A novel method to estimate the fracture toughness of pressure vessel ferritic steels in the ductile to brittle transition region using finite element analysis and Master Curve method

Fracture toughness is a key parameter in the structure integrity assessment for pressure vessels. Several experiments must be performed to obtain the accurate fracture toughness of pressure vessel steels. However, these experiments are both time-consuming and money-consuming. It is difficult to conduct these experiments in practical engineering projects due to this reason. In this paper, an effective method is proposed to estimate the fracture toughness of pressure vessel ferritic steels in the ductile to brittle transition region. This method is based on the finite element analysis and the Master Curve method.
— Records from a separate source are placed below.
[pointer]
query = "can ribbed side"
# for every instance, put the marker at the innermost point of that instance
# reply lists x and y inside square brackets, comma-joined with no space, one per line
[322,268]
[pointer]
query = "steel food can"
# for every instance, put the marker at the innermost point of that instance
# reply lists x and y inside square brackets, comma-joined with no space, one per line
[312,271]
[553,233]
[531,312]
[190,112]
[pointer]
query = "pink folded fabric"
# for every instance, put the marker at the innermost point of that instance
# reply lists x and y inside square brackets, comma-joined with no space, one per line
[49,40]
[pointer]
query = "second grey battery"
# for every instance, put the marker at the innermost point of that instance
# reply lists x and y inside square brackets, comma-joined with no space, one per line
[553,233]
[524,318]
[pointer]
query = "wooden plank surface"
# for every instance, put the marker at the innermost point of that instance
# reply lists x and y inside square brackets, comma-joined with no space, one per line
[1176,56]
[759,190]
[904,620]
A load P vs. load-line displacement V-LL curve, critical J-integral values and reference temperature T-0 are obtained using this method. To validate this method, the tensile test and the fracture toughness test of Chinese low temperature pressure vessel ferritic steel, 16MnDR steel, are conducted. The applicability of involved methods, Compliance Changing Rate method and Chaouadi's equation, are evaluated with experimental data. It is found that the predicted results agree well with the experimental results and have a certain conservatism. The method provides a good solution to obtain accurate fracture toughness of pressure vessel ferritic steels by using minimal number of experiments for practical engineering projects.